New all-time high measured at Kew Gardens in London

UK weather: The latest Met Office forecast

The highest ever winter temperature seen in the UK has been recorded, beating the previous all-time high, set only yesterday.

A temperature of 21.2C was recorded at Kew Gardens in southwest London, beating the 20.6C measured at Trawsgoed, near Aberystwyth, on Monday.

Met Office spokesman Grahame Madge told The Independent: “To see temperatures of over 20C on a winter’s day is exceptional.

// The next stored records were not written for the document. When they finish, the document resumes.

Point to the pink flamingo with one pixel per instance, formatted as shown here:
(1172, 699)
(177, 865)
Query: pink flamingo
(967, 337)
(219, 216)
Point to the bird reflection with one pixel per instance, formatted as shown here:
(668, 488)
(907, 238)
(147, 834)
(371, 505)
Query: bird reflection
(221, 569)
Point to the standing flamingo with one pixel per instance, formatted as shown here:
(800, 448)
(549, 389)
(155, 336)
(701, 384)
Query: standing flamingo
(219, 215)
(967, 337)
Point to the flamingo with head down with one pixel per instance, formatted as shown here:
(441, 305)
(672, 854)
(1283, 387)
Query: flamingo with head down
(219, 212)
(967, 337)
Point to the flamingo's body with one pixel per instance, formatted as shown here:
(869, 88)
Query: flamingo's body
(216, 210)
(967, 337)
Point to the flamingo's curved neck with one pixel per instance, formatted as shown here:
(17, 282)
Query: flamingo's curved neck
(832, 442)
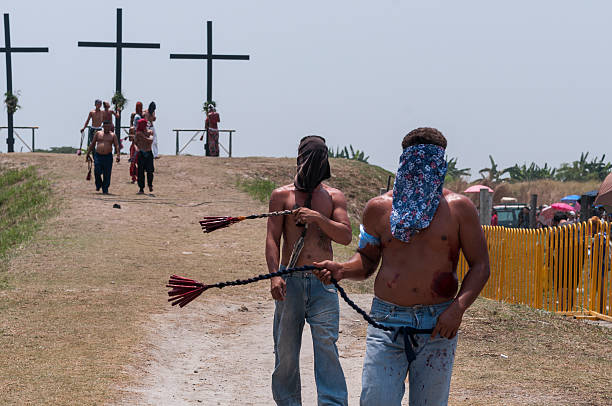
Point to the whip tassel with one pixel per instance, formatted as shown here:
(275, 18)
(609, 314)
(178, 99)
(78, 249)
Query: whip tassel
(212, 223)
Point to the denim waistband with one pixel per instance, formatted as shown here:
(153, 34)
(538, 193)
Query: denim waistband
(382, 305)
(298, 274)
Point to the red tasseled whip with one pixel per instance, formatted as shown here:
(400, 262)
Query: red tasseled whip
(184, 290)
(213, 223)
(88, 177)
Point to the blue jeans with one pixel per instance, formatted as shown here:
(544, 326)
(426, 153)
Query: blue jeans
(385, 366)
(103, 166)
(307, 299)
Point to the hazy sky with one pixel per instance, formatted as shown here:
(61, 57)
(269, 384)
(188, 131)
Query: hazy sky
(522, 80)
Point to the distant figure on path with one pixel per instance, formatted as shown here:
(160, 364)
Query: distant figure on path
(103, 142)
(212, 131)
(150, 116)
(96, 117)
(134, 118)
(299, 297)
(144, 142)
(418, 230)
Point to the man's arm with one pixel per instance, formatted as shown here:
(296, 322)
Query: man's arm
(365, 262)
(116, 143)
(338, 227)
(91, 146)
(474, 247)
(89, 116)
(273, 238)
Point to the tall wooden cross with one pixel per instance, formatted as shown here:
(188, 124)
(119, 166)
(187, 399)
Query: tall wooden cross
(118, 45)
(8, 50)
(209, 56)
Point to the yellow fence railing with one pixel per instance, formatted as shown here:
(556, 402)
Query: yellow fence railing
(565, 269)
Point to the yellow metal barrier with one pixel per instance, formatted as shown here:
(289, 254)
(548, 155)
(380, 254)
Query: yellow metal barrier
(566, 269)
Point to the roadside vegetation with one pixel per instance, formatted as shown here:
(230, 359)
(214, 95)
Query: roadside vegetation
(24, 204)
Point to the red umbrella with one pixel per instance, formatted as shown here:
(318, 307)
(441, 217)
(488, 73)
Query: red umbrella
(562, 207)
(604, 196)
(476, 189)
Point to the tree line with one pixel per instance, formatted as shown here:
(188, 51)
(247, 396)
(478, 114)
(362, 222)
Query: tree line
(583, 169)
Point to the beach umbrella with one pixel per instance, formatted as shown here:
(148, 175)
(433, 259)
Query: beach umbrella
(571, 198)
(604, 195)
(476, 189)
(562, 207)
(546, 215)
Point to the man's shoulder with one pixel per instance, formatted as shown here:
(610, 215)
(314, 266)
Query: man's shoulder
(380, 203)
(459, 204)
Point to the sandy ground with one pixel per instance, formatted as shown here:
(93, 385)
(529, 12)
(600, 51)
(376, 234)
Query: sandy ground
(222, 354)
(218, 350)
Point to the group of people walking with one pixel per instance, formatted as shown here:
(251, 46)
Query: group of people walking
(102, 137)
(417, 231)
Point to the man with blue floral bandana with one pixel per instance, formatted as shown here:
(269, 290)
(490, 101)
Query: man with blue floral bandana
(417, 230)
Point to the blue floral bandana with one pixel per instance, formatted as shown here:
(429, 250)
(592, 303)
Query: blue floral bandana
(417, 189)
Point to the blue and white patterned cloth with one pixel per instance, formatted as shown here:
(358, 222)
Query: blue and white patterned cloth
(417, 189)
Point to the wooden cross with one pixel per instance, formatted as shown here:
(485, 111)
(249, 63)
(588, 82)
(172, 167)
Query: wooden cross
(209, 56)
(8, 50)
(118, 45)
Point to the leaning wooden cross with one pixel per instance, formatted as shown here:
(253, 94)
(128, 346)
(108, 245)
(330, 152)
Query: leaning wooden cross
(8, 50)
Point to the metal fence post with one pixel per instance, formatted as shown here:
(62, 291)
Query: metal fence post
(231, 132)
(532, 211)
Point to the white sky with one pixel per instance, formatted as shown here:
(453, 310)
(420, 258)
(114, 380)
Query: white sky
(522, 80)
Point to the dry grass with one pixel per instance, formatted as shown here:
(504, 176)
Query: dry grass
(86, 286)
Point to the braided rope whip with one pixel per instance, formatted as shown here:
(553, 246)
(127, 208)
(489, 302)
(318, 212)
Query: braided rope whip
(212, 223)
(185, 290)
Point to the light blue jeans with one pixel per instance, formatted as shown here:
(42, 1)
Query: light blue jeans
(385, 366)
(307, 299)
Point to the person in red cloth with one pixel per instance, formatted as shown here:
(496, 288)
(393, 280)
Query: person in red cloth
(212, 131)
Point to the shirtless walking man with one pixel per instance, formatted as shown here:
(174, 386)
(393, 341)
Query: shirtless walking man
(103, 142)
(417, 230)
(96, 117)
(301, 296)
(144, 142)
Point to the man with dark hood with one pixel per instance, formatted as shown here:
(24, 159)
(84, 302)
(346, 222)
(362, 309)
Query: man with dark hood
(319, 219)
(417, 230)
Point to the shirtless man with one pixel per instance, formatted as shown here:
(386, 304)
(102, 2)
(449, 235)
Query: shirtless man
(301, 296)
(103, 142)
(96, 117)
(417, 230)
(144, 142)
(108, 114)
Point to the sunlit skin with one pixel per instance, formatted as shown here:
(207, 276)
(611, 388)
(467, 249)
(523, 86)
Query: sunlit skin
(327, 221)
(103, 143)
(423, 271)
(96, 117)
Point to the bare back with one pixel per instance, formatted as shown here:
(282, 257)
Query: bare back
(422, 271)
(104, 142)
(317, 245)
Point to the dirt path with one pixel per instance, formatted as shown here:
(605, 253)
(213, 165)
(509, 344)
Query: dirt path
(86, 319)
(221, 354)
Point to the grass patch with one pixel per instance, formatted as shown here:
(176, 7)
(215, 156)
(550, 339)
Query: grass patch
(259, 188)
(24, 203)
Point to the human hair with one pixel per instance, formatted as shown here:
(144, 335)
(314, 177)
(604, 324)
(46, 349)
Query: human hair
(424, 135)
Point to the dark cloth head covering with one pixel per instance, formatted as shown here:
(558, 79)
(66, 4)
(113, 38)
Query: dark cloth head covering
(417, 190)
(312, 164)
(141, 125)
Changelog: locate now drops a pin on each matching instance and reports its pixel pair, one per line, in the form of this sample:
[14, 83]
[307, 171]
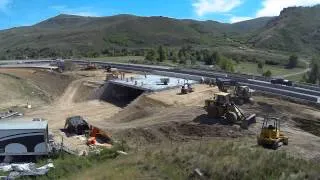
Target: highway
[298, 91]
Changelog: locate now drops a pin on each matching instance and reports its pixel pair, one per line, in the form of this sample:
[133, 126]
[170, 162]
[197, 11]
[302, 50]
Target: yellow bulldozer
[240, 94]
[221, 106]
[270, 135]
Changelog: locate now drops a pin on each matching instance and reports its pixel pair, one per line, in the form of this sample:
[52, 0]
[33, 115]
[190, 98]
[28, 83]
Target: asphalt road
[303, 92]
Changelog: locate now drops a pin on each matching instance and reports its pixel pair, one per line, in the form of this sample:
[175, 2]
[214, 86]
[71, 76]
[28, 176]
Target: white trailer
[20, 138]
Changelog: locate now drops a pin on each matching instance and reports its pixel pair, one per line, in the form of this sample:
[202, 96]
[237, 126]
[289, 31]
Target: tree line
[189, 55]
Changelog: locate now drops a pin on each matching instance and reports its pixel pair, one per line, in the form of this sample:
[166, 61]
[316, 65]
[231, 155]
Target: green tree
[260, 67]
[267, 74]
[162, 54]
[226, 64]
[151, 55]
[314, 74]
[293, 62]
[174, 56]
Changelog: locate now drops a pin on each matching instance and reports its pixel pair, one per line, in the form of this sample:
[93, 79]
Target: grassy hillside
[75, 35]
[216, 159]
[296, 29]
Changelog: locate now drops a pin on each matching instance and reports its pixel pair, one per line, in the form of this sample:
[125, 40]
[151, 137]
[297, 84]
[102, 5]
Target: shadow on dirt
[205, 119]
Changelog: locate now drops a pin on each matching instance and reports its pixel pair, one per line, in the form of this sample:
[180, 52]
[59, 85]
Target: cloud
[274, 7]
[203, 7]
[4, 5]
[80, 11]
[236, 19]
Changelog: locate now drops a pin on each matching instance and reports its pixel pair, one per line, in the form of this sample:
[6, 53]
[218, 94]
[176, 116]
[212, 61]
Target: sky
[14, 13]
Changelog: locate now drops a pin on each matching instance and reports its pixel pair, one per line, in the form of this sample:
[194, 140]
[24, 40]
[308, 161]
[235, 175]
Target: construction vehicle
[90, 66]
[221, 106]
[239, 94]
[270, 135]
[164, 81]
[187, 88]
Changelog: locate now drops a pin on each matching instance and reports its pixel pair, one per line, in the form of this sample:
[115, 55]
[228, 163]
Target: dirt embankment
[50, 83]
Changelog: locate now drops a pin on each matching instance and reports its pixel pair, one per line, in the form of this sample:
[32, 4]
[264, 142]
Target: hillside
[296, 29]
[74, 34]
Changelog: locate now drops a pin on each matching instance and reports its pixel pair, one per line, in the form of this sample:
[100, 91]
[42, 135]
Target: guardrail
[300, 91]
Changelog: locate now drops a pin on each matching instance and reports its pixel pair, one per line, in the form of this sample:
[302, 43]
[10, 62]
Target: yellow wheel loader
[270, 135]
[222, 107]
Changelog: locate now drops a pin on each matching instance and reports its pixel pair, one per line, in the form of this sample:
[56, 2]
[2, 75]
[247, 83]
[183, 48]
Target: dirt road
[64, 107]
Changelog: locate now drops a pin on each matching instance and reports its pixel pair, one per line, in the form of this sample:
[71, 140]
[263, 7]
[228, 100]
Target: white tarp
[25, 169]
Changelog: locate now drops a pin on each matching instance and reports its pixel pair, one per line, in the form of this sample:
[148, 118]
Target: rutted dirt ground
[167, 116]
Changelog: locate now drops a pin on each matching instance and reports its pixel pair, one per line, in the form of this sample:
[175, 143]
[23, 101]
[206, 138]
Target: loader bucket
[249, 120]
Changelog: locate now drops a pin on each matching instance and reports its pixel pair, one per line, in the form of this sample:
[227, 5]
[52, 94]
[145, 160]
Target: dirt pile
[142, 107]
[174, 98]
[179, 132]
[51, 84]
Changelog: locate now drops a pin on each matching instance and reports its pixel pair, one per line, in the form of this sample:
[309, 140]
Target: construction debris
[9, 114]
[25, 169]
[76, 125]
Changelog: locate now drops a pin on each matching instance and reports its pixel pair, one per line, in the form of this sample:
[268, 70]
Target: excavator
[239, 94]
[221, 106]
[270, 135]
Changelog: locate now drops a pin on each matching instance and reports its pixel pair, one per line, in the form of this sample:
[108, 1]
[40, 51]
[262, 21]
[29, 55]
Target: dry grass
[217, 159]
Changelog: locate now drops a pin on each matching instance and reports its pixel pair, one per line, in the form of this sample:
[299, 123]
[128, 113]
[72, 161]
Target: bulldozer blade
[249, 120]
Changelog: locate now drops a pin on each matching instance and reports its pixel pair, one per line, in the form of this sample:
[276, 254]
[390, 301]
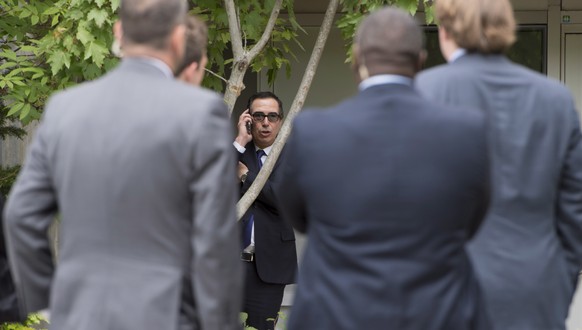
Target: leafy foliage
[32, 323]
[355, 10]
[254, 15]
[7, 178]
[47, 45]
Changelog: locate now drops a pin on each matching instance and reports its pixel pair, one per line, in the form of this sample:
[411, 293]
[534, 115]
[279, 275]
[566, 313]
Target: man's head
[267, 112]
[388, 41]
[482, 26]
[153, 27]
[192, 68]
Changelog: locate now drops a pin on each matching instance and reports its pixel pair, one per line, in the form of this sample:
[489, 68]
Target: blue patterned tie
[248, 227]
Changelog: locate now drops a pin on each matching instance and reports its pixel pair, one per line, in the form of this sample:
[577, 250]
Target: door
[572, 77]
[571, 61]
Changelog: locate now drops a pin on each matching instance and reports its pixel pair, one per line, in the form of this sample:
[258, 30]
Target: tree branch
[258, 47]
[234, 28]
[249, 197]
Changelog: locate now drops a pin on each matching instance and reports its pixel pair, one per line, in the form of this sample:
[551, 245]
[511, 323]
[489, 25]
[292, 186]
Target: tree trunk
[235, 83]
[249, 197]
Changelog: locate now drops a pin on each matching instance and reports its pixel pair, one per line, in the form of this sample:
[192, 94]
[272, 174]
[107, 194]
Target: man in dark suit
[529, 252]
[389, 188]
[140, 167]
[269, 254]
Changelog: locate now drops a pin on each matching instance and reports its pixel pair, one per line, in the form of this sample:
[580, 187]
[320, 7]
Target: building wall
[335, 82]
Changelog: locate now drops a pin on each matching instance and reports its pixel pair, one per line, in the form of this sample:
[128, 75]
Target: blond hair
[483, 26]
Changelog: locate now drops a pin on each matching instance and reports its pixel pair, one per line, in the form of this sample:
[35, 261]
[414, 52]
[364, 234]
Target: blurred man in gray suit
[141, 169]
[529, 251]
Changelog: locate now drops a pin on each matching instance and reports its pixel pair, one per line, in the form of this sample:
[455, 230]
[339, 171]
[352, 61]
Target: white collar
[159, 64]
[457, 54]
[382, 79]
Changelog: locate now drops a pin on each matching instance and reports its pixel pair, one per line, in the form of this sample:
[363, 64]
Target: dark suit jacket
[275, 252]
[389, 189]
[529, 252]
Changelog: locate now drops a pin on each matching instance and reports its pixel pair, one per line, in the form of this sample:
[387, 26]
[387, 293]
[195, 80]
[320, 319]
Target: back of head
[196, 41]
[389, 40]
[150, 22]
[483, 26]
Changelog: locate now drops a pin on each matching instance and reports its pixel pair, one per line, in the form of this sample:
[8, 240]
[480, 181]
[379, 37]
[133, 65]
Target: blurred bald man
[403, 190]
[529, 253]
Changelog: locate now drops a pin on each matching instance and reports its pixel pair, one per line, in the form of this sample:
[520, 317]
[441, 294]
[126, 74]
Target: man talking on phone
[268, 251]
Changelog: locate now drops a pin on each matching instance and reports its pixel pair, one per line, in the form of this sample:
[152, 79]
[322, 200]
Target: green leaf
[51, 10]
[9, 54]
[97, 52]
[7, 65]
[15, 107]
[25, 111]
[56, 61]
[99, 16]
[55, 20]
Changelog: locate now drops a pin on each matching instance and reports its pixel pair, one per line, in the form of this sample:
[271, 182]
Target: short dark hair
[196, 41]
[265, 95]
[150, 22]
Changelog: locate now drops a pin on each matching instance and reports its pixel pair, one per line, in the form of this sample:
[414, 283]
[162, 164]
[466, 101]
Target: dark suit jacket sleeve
[29, 211]
[482, 174]
[267, 195]
[291, 198]
[569, 208]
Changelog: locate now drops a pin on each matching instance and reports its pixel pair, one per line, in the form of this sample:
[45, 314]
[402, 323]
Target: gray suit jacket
[141, 169]
[529, 250]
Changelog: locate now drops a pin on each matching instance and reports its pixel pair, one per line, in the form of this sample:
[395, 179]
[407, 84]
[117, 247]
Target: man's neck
[147, 52]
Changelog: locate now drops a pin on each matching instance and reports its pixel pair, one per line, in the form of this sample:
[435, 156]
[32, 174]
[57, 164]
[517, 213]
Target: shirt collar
[382, 79]
[157, 63]
[457, 54]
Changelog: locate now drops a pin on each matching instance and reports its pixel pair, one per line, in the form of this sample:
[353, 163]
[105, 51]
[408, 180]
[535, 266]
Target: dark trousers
[262, 301]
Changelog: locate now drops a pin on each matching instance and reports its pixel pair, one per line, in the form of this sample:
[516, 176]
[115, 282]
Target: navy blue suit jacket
[389, 189]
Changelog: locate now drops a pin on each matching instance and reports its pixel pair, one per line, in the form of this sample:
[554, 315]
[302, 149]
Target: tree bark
[249, 197]
[241, 57]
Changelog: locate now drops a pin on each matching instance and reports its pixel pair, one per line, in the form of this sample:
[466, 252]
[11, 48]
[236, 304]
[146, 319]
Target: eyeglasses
[260, 116]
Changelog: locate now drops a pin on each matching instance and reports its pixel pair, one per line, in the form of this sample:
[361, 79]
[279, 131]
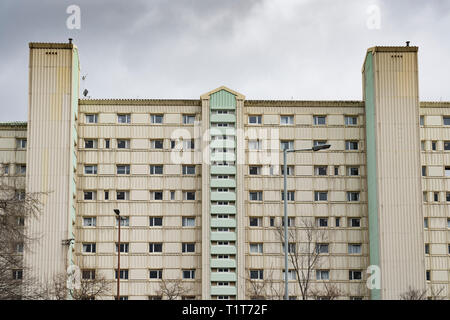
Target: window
[189, 144]
[156, 195]
[188, 247]
[189, 274]
[89, 221]
[188, 119]
[257, 274]
[337, 222]
[155, 247]
[291, 275]
[320, 120]
[290, 195]
[156, 118]
[188, 195]
[354, 222]
[123, 274]
[90, 169]
[188, 222]
[157, 144]
[88, 274]
[124, 118]
[447, 171]
[123, 247]
[256, 248]
[322, 274]
[155, 221]
[322, 248]
[124, 221]
[436, 196]
[352, 196]
[255, 195]
[255, 222]
[123, 169]
[90, 143]
[89, 247]
[91, 118]
[286, 120]
[90, 195]
[320, 170]
[320, 196]
[351, 120]
[254, 119]
[290, 170]
[353, 171]
[254, 170]
[22, 143]
[424, 171]
[156, 169]
[355, 275]
[322, 222]
[351, 145]
[188, 170]
[122, 195]
[21, 169]
[287, 145]
[254, 145]
[17, 274]
[447, 145]
[354, 248]
[123, 144]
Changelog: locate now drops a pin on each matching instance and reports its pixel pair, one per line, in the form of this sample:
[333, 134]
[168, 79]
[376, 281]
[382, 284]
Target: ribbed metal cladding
[49, 159]
[398, 173]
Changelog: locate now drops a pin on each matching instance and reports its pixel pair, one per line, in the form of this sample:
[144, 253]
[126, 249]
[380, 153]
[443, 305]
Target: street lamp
[285, 151]
[117, 212]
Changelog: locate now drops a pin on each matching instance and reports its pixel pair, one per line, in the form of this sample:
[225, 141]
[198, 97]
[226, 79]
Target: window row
[258, 274]
[89, 221]
[153, 247]
[318, 170]
[352, 196]
[155, 118]
[319, 222]
[154, 169]
[91, 195]
[158, 144]
[317, 120]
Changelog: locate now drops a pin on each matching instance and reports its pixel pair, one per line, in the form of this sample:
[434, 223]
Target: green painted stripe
[369, 90]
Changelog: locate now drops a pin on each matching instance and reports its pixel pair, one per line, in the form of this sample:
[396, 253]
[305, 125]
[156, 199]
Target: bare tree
[86, 289]
[330, 292]
[172, 289]
[304, 254]
[15, 208]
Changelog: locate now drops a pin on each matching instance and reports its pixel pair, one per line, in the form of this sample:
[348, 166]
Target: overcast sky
[265, 49]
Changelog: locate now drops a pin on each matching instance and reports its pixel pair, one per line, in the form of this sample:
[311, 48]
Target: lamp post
[286, 242]
[117, 212]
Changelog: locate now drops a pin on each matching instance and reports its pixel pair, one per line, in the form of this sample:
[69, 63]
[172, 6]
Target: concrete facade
[200, 183]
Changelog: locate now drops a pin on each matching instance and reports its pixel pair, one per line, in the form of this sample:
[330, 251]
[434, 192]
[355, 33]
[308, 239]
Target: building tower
[390, 91]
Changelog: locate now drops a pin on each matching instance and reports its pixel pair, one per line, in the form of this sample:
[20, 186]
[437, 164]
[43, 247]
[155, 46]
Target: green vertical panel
[222, 99]
[369, 91]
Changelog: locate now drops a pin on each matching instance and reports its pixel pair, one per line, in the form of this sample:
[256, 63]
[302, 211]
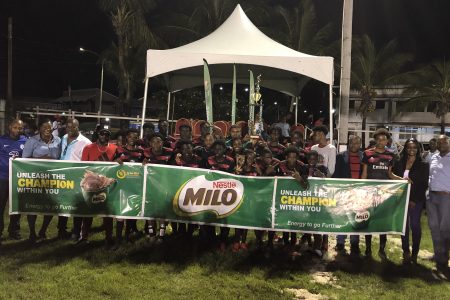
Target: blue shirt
[35, 147]
[440, 173]
[9, 148]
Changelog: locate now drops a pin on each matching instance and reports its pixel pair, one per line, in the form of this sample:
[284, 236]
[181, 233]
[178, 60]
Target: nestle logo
[224, 185]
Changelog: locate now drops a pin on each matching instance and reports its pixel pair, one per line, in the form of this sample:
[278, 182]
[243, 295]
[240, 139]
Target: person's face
[185, 133]
[132, 138]
[219, 150]
[46, 130]
[442, 144]
[381, 140]
[250, 158]
[162, 126]
[317, 137]
[267, 158]
[291, 158]
[297, 138]
[411, 149]
[235, 133]
[237, 145]
[15, 129]
[209, 140]
[149, 130]
[274, 136]
[433, 145]
[354, 145]
[156, 144]
[103, 136]
[72, 128]
[186, 150]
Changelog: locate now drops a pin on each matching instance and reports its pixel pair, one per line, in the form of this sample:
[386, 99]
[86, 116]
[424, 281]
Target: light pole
[101, 77]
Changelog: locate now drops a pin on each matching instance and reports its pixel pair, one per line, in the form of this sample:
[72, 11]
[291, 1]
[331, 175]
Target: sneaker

The previous record was 19.7C and that’s stood since 1998. It is a rare event to see temperatures this high in February.

“We’ve had a series of weather metrics that have meant we are getting those sort of temperatures: The fact we are getting the warm flow coming up from the south, the fact we’ve got high pressure giving us sunny days, which is adding to the temperatures, the fact it’s been dry – dry soil means the ground heats up more quickly and helps to boost daytime temperatures.”

He added: “A lot of different variables have all aligned to give us these high temperatures.”

But by Thursday the high pressure system bringing warm air up from Europe is expected to give way to see a “potentially very strong” weather system move in from the Atlantic, bringing rain, high winds and a fall in temperatures.

Nonetheless, Mr Madge said the current high temperatures are considered “an extreme weather event”, and added: “The background rate of warming may have just nudged it up a little bit.

“February is meteorologically a winter month, and we are seeing the highest temperatures for winter ever recorded in the UK.”

In terms of average temperatures the month is “within striking distance” of becoming the warmest February since records began in 1910.

Meanwhile, 27 councils across the country have declared a “climate emergency” in an effort to force authorities to act against climate change.

Though scientists warn against conflating specific weather events with climate change, there is wide recognition extreme weather becomes more likely as the baseline for average temperatures has risen.

It is thought the impact of the hot weather in winter will hit animals hardest. Hibernating mammals which emerge too early may struggle to find food and waste energy, making them weaker and more vulnerable to predators.